(Patient Name) has a rare metabolic disorder called Cystinosis (ICD-9: 270.0). There are an estimated 500 individuals in the United States with this disease. Patients with this disorder accumulate large amounts of the amino acid cystine within their cells. By about one year of age, these children begin to have renal tubular problems leading to very high urine volume and loss of important substances in their urine. Without diagnosis, these patients may die at that time. With appropriate symptomatic treatment, they do relatively well for many years, but grow very poorly and are in end-stage renal failure at an average age of nine years. In the past, cystinosis patients then required dialysis or renal transplant to maintain life. As patients with cystinosis lived longer lives because of renal transplantation, many developed severe damage to other organs including the brain, retina, and muscles.

In 1994 the FDA approved cysteamine bitartrate (Cystagon™) as the only specific treatment for this disease. Unfortunately this drug is foul tasting and must be taken every 6 hours around the clock to be effective. Thus, it is essential that these childrens’ white blood cell cystine be monitored periodically. The FDA approved package insert asks that the test be performed every three months. The reason that this measurement is done so frequently is that this is the only way to be certain that the patient has been prescribed the correct dose and that he/she is actually taking this dose. By frequently measuring the WBC cystine, we know when a patient stops being compliant and can immediately alert his/her physician. In patients who continue to be compliant we sometimes decide to do the measurement less frequently.

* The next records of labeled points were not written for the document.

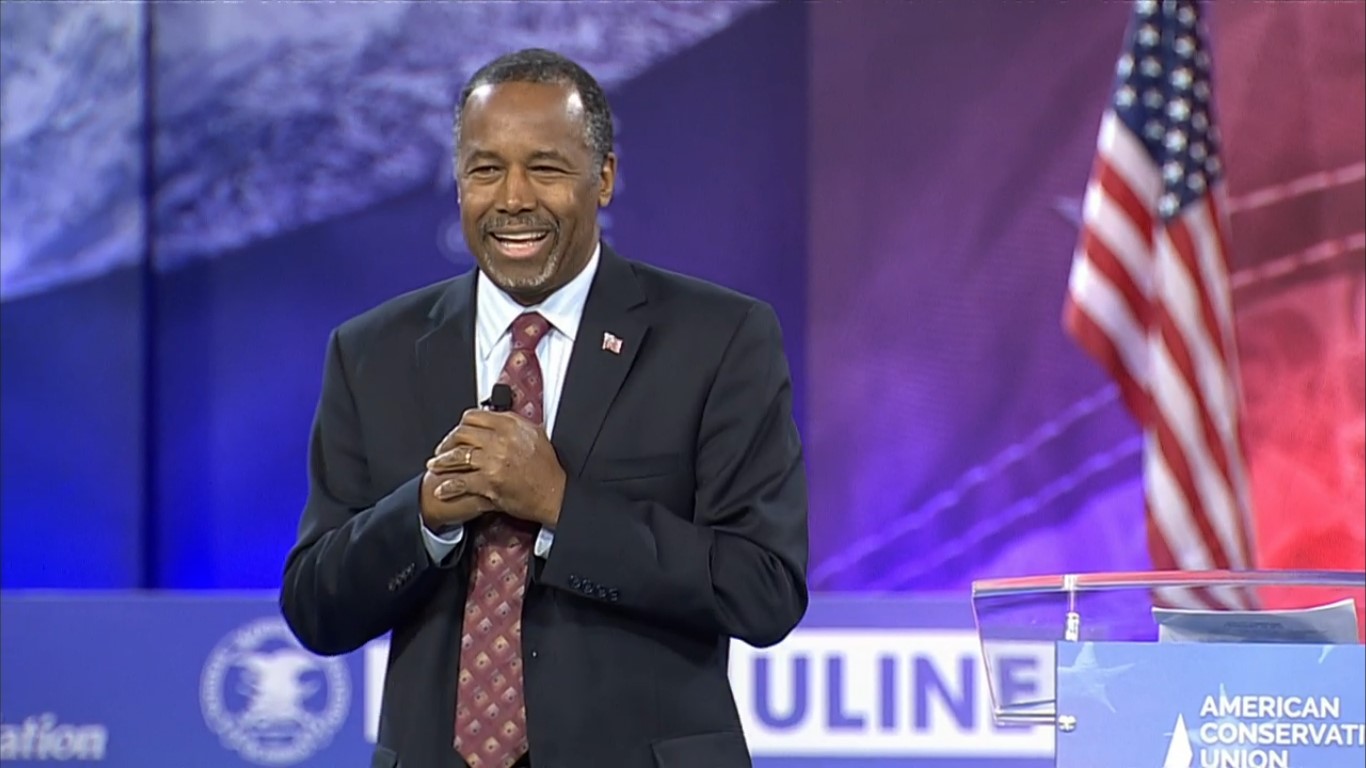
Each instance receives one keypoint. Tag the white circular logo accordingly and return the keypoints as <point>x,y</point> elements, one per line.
<point>268,698</point>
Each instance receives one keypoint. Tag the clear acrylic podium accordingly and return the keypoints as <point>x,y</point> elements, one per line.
<point>1034,615</point>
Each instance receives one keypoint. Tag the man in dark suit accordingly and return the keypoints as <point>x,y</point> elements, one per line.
<point>562,580</point>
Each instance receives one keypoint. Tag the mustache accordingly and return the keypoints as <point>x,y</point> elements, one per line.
<point>518,223</point>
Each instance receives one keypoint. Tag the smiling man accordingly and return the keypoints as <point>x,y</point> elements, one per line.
<point>564,569</point>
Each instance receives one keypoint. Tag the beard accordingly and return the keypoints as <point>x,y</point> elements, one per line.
<point>519,280</point>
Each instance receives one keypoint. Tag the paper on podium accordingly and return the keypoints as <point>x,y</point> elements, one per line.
<point>1321,625</point>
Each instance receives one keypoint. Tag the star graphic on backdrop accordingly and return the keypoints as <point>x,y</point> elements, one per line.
<point>1088,678</point>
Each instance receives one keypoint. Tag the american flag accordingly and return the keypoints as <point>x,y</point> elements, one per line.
<point>1149,293</point>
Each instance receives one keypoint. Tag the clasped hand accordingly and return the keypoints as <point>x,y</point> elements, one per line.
<point>492,461</point>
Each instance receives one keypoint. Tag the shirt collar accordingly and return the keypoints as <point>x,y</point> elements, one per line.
<point>496,310</point>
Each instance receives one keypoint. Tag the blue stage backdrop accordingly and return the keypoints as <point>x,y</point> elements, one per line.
<point>847,164</point>
<point>194,193</point>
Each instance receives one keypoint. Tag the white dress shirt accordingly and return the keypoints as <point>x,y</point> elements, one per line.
<point>495,312</point>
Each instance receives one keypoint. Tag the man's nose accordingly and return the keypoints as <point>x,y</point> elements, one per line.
<point>517,194</point>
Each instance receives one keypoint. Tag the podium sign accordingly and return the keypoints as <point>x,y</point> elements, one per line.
<point>1210,705</point>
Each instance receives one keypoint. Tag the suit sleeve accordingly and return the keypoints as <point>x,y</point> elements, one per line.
<point>361,563</point>
<point>739,570</point>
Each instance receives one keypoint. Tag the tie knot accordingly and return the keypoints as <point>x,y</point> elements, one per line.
<point>527,330</point>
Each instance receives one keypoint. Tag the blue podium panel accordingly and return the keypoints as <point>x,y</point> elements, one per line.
<point>1210,705</point>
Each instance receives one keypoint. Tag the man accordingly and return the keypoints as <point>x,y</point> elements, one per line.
<point>562,580</point>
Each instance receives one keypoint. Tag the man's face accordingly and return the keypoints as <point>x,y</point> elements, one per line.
<point>527,186</point>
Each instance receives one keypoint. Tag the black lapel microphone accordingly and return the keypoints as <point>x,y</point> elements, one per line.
<point>500,399</point>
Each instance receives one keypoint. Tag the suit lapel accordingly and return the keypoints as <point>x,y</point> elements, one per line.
<point>596,372</point>
<point>445,361</point>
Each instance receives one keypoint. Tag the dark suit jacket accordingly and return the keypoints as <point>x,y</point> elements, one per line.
<point>683,521</point>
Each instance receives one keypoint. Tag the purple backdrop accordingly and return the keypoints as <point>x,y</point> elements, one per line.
<point>954,432</point>
<point>899,179</point>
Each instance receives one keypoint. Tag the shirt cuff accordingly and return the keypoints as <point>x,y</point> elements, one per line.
<point>542,541</point>
<point>439,547</point>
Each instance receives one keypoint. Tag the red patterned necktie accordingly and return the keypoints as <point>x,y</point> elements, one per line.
<point>489,709</point>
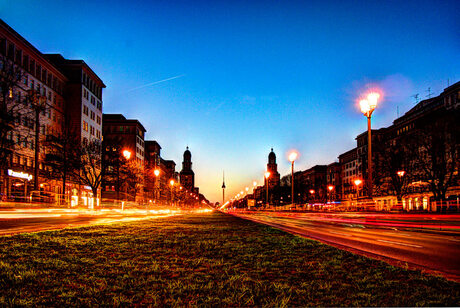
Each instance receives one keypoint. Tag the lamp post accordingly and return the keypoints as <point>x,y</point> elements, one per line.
<point>267,175</point>
<point>127,156</point>
<point>156,172</point>
<point>330,188</point>
<point>357,183</point>
<point>172,186</point>
<point>400,173</point>
<point>38,105</point>
<point>367,107</point>
<point>292,158</point>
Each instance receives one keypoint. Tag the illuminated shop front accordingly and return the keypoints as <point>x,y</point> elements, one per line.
<point>18,184</point>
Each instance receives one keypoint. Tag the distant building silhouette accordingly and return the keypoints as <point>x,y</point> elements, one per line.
<point>187,176</point>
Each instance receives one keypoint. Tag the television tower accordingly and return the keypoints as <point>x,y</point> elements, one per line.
<point>223,187</point>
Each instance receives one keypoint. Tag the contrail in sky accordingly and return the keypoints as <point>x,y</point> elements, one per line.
<point>156,82</point>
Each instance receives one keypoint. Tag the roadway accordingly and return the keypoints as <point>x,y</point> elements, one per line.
<point>425,241</point>
<point>14,221</point>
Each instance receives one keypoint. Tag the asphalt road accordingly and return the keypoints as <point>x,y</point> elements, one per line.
<point>428,242</point>
<point>14,221</point>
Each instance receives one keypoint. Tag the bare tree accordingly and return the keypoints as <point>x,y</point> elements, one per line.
<point>63,155</point>
<point>392,167</point>
<point>89,169</point>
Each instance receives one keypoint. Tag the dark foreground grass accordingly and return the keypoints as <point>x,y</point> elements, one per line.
<point>203,259</point>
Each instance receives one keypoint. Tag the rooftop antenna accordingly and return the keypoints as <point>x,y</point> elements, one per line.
<point>429,92</point>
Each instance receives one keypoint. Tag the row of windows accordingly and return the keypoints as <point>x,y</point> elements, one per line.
<point>92,130</point>
<point>43,91</point>
<point>22,59</point>
<point>21,141</point>
<point>92,99</point>
<point>23,161</point>
<point>140,151</point>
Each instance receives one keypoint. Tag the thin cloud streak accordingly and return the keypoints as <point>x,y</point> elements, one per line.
<point>155,82</point>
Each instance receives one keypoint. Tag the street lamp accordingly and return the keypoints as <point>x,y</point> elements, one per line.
<point>367,107</point>
<point>267,175</point>
<point>171,182</point>
<point>357,183</point>
<point>330,188</point>
<point>39,105</point>
<point>156,172</point>
<point>127,156</point>
<point>292,158</point>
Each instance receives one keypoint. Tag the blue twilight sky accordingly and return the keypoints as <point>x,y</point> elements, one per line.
<point>251,74</point>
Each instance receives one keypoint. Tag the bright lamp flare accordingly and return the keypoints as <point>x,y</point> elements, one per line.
<point>293,156</point>
<point>127,154</point>
<point>372,98</point>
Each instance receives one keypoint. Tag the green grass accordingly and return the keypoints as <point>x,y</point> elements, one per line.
<point>203,259</point>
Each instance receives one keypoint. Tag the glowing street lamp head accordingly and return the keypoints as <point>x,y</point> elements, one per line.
<point>372,98</point>
<point>293,156</point>
<point>369,104</point>
<point>364,105</point>
<point>127,154</point>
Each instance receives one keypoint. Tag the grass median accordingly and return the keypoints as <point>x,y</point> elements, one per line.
<point>208,259</point>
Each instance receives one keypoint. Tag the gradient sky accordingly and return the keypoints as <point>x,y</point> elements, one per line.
<point>251,74</point>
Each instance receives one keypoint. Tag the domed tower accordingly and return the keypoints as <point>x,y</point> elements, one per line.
<point>187,176</point>
<point>272,167</point>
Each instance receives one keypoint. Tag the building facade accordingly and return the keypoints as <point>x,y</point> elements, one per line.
<point>124,152</point>
<point>187,176</point>
<point>40,102</point>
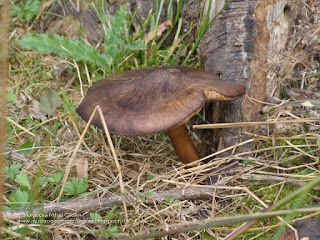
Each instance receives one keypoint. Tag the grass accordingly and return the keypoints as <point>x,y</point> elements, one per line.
<point>40,145</point>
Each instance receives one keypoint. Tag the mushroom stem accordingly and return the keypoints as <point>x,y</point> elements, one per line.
<point>183,144</point>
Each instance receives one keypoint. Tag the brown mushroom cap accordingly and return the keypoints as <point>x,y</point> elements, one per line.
<point>154,99</point>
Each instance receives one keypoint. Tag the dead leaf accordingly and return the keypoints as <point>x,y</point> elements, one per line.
<point>129,173</point>
<point>49,101</point>
<point>161,28</point>
<point>82,167</point>
<point>30,107</point>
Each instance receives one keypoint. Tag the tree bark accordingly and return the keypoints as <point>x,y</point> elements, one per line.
<point>238,47</point>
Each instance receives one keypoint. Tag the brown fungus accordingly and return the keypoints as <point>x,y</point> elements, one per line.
<point>156,99</point>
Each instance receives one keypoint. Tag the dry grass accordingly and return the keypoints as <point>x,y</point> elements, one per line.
<point>283,156</point>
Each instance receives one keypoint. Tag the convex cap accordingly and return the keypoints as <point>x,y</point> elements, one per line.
<point>154,99</point>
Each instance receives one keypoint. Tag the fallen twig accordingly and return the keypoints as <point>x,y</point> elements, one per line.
<point>84,205</point>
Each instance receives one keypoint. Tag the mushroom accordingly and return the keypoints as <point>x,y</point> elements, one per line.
<point>156,99</point>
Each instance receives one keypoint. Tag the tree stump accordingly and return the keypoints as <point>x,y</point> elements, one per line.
<point>241,46</point>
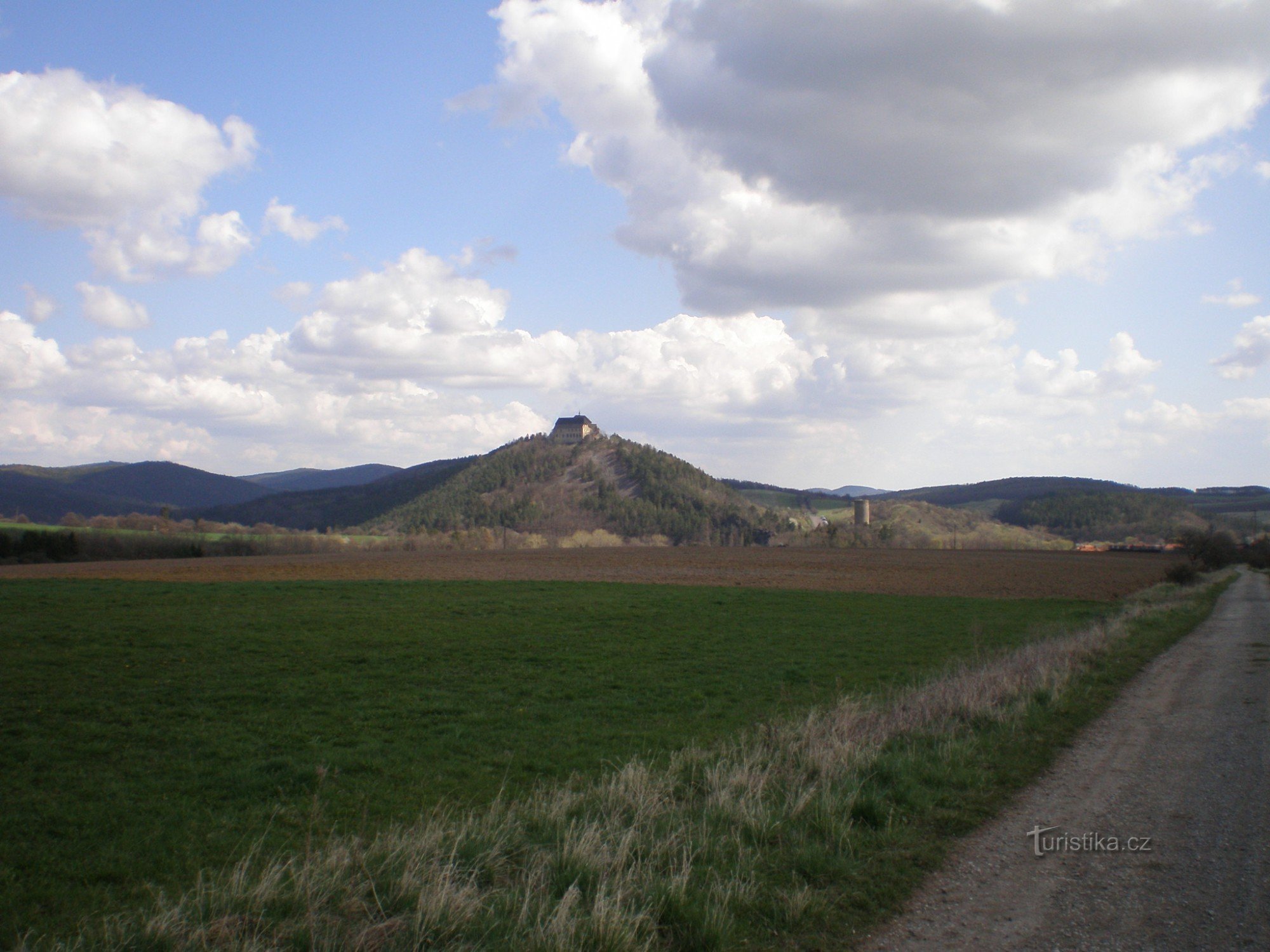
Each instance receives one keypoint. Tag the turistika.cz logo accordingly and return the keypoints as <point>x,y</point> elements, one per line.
<point>1085,842</point>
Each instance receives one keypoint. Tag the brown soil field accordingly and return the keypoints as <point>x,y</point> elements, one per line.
<point>989,574</point>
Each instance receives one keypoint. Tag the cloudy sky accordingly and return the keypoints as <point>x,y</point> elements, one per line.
<point>805,242</point>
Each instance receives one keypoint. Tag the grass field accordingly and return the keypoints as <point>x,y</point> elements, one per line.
<point>152,731</point>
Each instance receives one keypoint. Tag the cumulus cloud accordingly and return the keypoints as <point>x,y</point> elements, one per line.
<point>1252,351</point>
<point>26,359</point>
<point>415,361</point>
<point>1235,298</point>
<point>40,308</point>
<point>110,309</point>
<point>125,168</point>
<point>294,293</point>
<point>1123,371</point>
<point>284,219</point>
<point>832,155</point>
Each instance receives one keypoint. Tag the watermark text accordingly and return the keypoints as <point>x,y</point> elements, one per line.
<point>1053,840</point>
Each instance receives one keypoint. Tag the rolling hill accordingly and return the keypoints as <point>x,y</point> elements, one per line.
<point>613,484</point>
<point>309,479</point>
<point>1008,491</point>
<point>44,499</point>
<point>170,484</point>
<point>340,507</point>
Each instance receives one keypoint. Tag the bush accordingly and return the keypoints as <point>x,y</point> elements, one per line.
<point>1213,550</point>
<point>1183,574</point>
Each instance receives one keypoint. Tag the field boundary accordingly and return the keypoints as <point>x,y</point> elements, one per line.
<point>797,835</point>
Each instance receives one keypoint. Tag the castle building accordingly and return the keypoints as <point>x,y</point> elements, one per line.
<point>575,430</point>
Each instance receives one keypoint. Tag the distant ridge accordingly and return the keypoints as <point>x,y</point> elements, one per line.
<point>341,506</point>
<point>308,479</point>
<point>1013,489</point>
<point>44,499</point>
<point>170,484</point>
<point>853,492</point>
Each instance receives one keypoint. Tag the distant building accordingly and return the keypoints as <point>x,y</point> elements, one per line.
<point>862,507</point>
<point>575,430</point>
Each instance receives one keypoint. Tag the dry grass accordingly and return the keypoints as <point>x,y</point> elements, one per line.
<point>648,856</point>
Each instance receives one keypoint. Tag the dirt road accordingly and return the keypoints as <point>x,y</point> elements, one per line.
<point>1183,758</point>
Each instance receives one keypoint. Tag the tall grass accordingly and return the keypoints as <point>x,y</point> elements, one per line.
<point>708,849</point>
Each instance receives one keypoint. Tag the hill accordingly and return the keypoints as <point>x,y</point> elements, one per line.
<point>308,479</point>
<point>911,524</point>
<point>1090,517</point>
<point>44,499</point>
<point>612,484</point>
<point>49,493</point>
<point>1009,489</point>
<point>170,484</point>
<point>853,492</point>
<point>59,474</point>
<point>765,494</point>
<point>342,506</point>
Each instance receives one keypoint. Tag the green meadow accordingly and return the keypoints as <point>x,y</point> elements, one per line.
<point>153,731</point>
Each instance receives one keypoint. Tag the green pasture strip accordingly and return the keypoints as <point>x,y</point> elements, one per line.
<point>924,793</point>
<point>152,731</point>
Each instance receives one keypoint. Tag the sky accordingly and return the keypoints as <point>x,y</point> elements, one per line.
<point>813,243</point>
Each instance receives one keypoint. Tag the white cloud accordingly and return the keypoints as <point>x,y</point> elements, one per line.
<point>1123,371</point>
<point>125,168</point>
<point>26,360</point>
<point>836,155</point>
<point>1252,351</point>
<point>110,309</point>
<point>1235,298</point>
<point>284,219</point>
<point>294,293</point>
<point>416,361</point>
<point>40,308</point>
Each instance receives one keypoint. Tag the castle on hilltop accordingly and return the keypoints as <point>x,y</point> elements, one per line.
<point>575,430</point>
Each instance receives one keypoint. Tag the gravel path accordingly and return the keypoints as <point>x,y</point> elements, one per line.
<point>1184,758</point>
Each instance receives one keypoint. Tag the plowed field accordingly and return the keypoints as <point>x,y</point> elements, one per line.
<point>1092,576</point>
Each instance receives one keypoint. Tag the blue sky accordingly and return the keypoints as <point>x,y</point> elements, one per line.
<point>802,242</point>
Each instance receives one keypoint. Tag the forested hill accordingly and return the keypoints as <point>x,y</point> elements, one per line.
<point>1010,489</point>
<point>538,486</point>
<point>342,506</point>
<point>1085,517</point>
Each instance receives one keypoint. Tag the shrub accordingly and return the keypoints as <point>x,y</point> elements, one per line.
<point>1183,574</point>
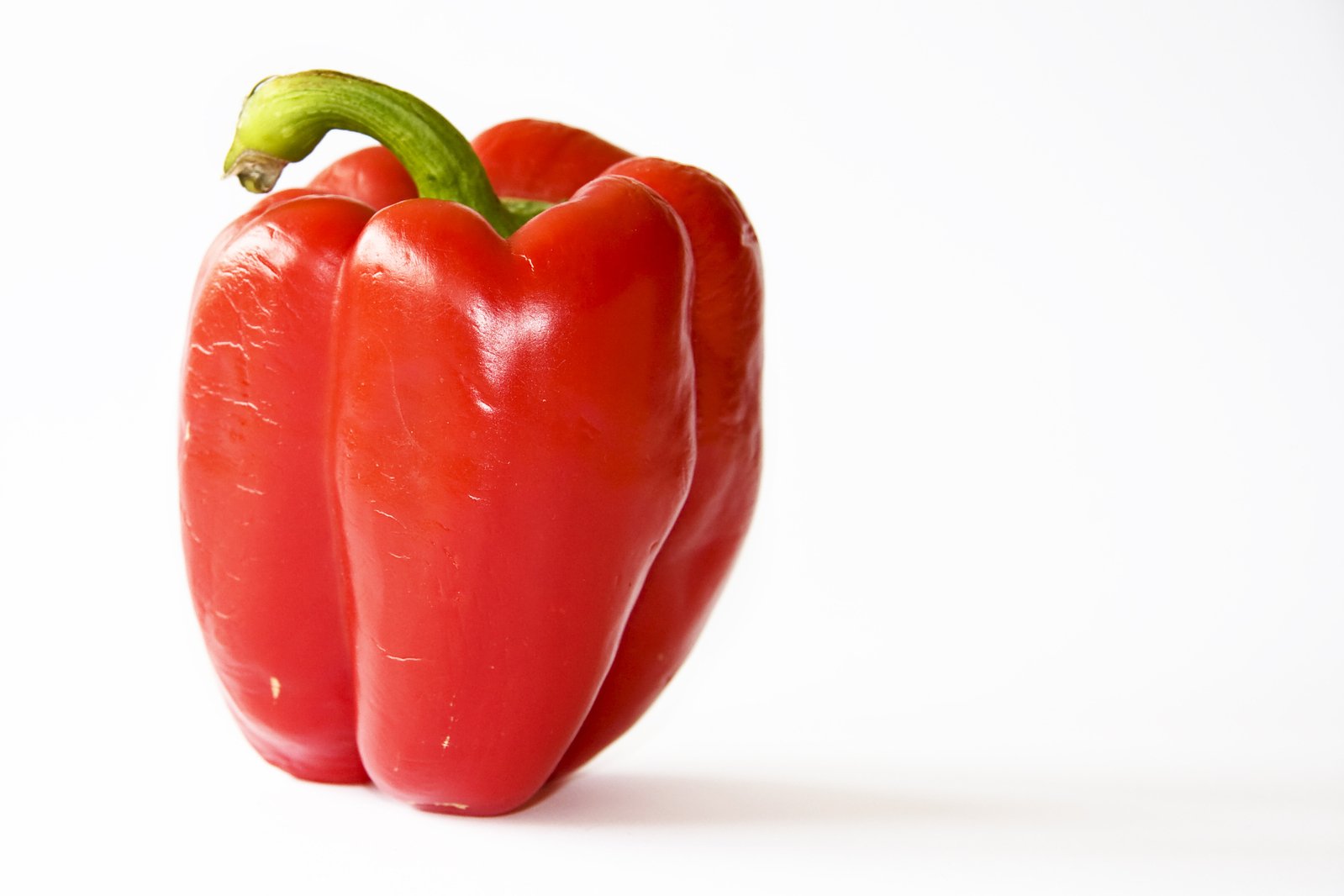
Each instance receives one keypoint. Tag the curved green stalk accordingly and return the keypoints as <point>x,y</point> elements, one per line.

The other disease in which cystine is measured is cystinuria. This is a completely unrelated disorder in which the urinary cystine concentration is elevated. Many laboratories measure urinary cystine concentration. This is a relatively easy assay. The measurement of intracellular cystine is much more difficult and we are one of the few laboratories in the world who do this assay. The University audits the laboratory and insists that we charge an amount for this assay that will exactly cover our expenses. In other words, we can neither make nor lose money. Although we have "applied" to the AMA for a specific CPT code for this test, this is still on hold so we are forced to use the codes 83789 and 84999. We have been told that it is unlikely that they will ever give a CPT code for use in such a rare condition.

Unless another form of treatment becomes available, cystinosis patients will remain on this treatment for the rest of their lives. Cystinosis patients who are able to faithfully take cysteamine as prescribed greatly delay their need for kidney transplantation while increasing their ability to live relatively normal lives. This drug also prevents damage to other organs.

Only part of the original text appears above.